In conclusion, the Santa Claus Rally is a notable stock market phenomenon occurring during the last five trading days of December and the first two of January. This period often sees stock price increases, particularly in major indices like the S&P 500, Nasdaq Composite, and Dow Jones Industrial Average. Our analysis using historical data confirms several key points:


  • Frequency: The Santa Claus Rally occurs in approximately 73% of cases for major indices over the past 50 years, with an average return of 2.06% when it happens.


  • Market Trends: The rally does not appear to be significantly influenced by current market trends, as both up-trending and down-trending indices show similar probabilities of experiencing a rally.


  • Predictive Element: When the rally occurs, there is a 77% chance that the following year will also be positive for the market.


  • Individual Stocks: The likelihood of a Santa Claus Rally drops to about 56.68% when examining individual stocks, indicating less consistency compared to indices.


  • Sector Analysis: Financial services stocks are more likely to experience a Santa Claus Rally than technology or consumer sectors, which might traditionally be expected to benefit more from holiday spending.


  • Market Capitalization: Larger companies (mega and large caps) are slightly more likely to experience a rally compared to smaller ones, with probabilities around 59% for mega caps versus 55% for nano and small caps.
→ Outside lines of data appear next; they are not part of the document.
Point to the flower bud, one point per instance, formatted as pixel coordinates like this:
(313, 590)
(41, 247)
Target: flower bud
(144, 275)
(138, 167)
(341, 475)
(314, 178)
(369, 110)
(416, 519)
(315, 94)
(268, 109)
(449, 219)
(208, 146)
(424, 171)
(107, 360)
Overall, while the Santa Claus Rally is a real and intriguing market event, its occurrence varies significantly between indices and individual stocks. This analysis highlights the importance of considering various factors, such as market capitalization and sector performance, when evaluating the potential impact of this seasonal trend.


Remember, even if your stocks weren’t “good kids” this year, Santa might still bring you a surprise rally gift!


Disclaimer: While we explore the exciting world of investing in this article, it’s crucial to note that the information provided is for educational purposes only. I’m not a financial advisor, and the content here doesn’t constitute financial advice. Always do your research and consider consulting with a professional before making any investment decisions.